Gate post and start of footpath

You can see the start of the trail to the left of the pillar. Luckily I didn’t have to walk back to there. The garden fence separating us from the footpath could best be described as nominal, so Skye & I simply ducked through a gap in the shrubbery and set off along the path. Of course it didn’t take long to reach GZ – which turned out to be a few metres beyond the end of the garden – and the cache (Country walk 1 (wireman sam)) was easily spotted.

‘That was quick’, I thought, and Skye thought so too, so we decided to pick up the next in the series (Country Walk 2 (pandora’s box)). A short walk ensued and then I was a bit stumped. The arrow suggested it was off the path and the hint told me it wasn’t a ‘base of tree’ or similar. So then, what? We followed the arrow off piste and found this:

Pandora's box.

Of course, the cache name now made perfect sense! Researching the CO, it seems sarah2kids has a penchant for quirky and inventive cache containers and, by all accounts, puns. A great cache, this!

Oh well, c’mon Skye, time for breakfast!

Later, we visited Snape Maltings. Nothing to do with Hogwarts as it turned out. However we did go for a walk along the river.

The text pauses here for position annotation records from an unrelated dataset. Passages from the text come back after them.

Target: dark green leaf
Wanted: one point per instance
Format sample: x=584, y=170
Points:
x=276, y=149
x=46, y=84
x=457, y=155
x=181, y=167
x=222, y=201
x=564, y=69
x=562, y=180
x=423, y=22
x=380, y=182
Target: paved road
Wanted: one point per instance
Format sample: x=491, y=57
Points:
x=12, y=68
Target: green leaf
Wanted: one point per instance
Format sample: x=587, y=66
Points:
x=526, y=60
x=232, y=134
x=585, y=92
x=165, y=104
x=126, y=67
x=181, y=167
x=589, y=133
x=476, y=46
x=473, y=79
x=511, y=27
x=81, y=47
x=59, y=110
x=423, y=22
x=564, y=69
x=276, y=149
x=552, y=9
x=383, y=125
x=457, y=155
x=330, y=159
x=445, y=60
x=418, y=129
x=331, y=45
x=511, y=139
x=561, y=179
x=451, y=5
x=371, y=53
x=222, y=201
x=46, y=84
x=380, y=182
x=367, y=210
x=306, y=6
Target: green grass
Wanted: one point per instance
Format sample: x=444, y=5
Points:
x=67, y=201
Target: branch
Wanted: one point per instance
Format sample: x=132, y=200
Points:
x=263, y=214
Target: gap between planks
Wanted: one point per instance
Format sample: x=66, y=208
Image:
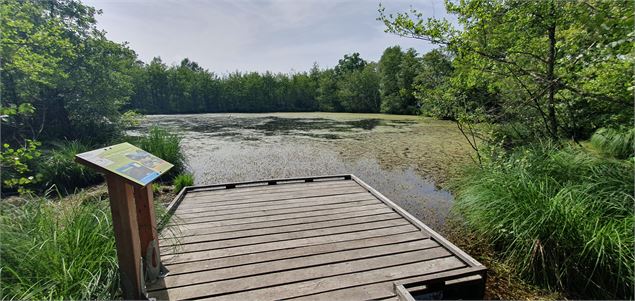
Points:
x=273, y=212
x=218, y=253
x=239, y=260
x=277, y=280
x=281, y=237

Just a view along the riverside boardwalk at Snape

At one point, we passed a chap who was just standing near the path and doing something on his phone. He looked a bit suspicious, a cacher perhaps? So I checked the map and Lo! we were near New and Improved Iken Icon. Hmm. We carried on with our walk (very pleasant) and on our return I set up the cache on my iPhone (my Garmin was in the car). When we got to where the suspicious character had been earlier, the arrow swung to the right, pointing into a clump of small trees, so I set off for a search. The hint was no help so I adopted the ‘where would I hide it?’ methodology and soon spotted a tell-tale bunch of stick-o-flage. The last entry in the log was several weeks earlier, so either that chap (a) was not a geocacher or (b) didn’t find it!

So that’s it for now. I shall post again! 🙂

London caches

Last Tuesday we all went up to town as Mrs. WizzardPrang and our daughters had a tickets to the Alexander McQueen exhibition in the Victoria & Albert Museum. I just tagged along for the ride, the plan was to meet up for lunch afterwards.

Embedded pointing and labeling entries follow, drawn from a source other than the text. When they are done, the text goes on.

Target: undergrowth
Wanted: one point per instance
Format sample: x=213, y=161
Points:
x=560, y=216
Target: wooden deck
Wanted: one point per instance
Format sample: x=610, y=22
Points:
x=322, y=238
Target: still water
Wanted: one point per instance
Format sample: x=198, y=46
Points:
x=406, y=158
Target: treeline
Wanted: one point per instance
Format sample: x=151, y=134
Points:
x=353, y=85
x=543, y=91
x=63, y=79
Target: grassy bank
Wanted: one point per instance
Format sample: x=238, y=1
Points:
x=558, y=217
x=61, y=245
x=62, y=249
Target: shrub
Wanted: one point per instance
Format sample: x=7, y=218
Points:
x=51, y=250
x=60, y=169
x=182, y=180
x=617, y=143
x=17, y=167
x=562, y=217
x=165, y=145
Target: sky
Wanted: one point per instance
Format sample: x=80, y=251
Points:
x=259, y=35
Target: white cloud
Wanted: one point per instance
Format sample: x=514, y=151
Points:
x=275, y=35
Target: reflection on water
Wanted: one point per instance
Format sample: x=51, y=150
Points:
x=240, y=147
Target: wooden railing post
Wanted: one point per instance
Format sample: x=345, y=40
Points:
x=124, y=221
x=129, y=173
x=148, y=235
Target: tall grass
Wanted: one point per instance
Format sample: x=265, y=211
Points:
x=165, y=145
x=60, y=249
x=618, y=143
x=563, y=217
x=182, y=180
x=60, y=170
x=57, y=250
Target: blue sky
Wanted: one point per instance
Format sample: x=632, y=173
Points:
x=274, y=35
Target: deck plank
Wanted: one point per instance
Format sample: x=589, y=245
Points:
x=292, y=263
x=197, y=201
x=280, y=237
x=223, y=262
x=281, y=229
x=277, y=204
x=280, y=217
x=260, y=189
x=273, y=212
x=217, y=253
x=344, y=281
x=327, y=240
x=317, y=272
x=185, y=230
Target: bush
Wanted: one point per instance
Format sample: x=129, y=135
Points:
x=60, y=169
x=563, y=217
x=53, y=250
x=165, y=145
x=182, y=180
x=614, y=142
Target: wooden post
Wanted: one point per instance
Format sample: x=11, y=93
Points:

So, while I was waiting for them to complete their visit, what to do?

Hmm. Oh, wait!

I only had an hour and a half but I managed:

  • The Virtual in the V&A
  • A Church Micro Multi
  • 2 Earth Caches at the Natural History Museum
  • A Trad at the Albert Hall.

Not a bad morning’s work.

Another Postcard from New York

Happy days!

happy days

 

Making ladder climbing more difficult:

health and safety

 

Rock-climbing pipe cleaners:

rock climbing pipe cleaners

 

“I don’t give a shit”:

sign seller

 

Central Park Proposal:

the propsal

 

Dogs and Pretzels:

hot dog cart

 

An Englishman in New York:

mclaren

 

Courtesy, Professionalism, Respect:

nypd vehicles

 

The subway cars are air-conditioned!:

subway

 

Americans are very patriotic:

stars and stripes

 

911 Memorial. Respect and Remembrance:

911 Memorial

 

Back to my park

We recently had a family holiday in Manhattan. NYC is one of our favourite places and we had an awesome time. Unfortunately as soon as we got home, I found that my mother had been taken ill and I’ve spent the last week dealing with that. So rather than basking in a post-holiday afterglow all I got was jet lag and the NHS.

This just goes to prove how important it is to grab that holiday moment and enjoy where you are and what you are doing when you are doing it. Good old Carpe Diem, as they say.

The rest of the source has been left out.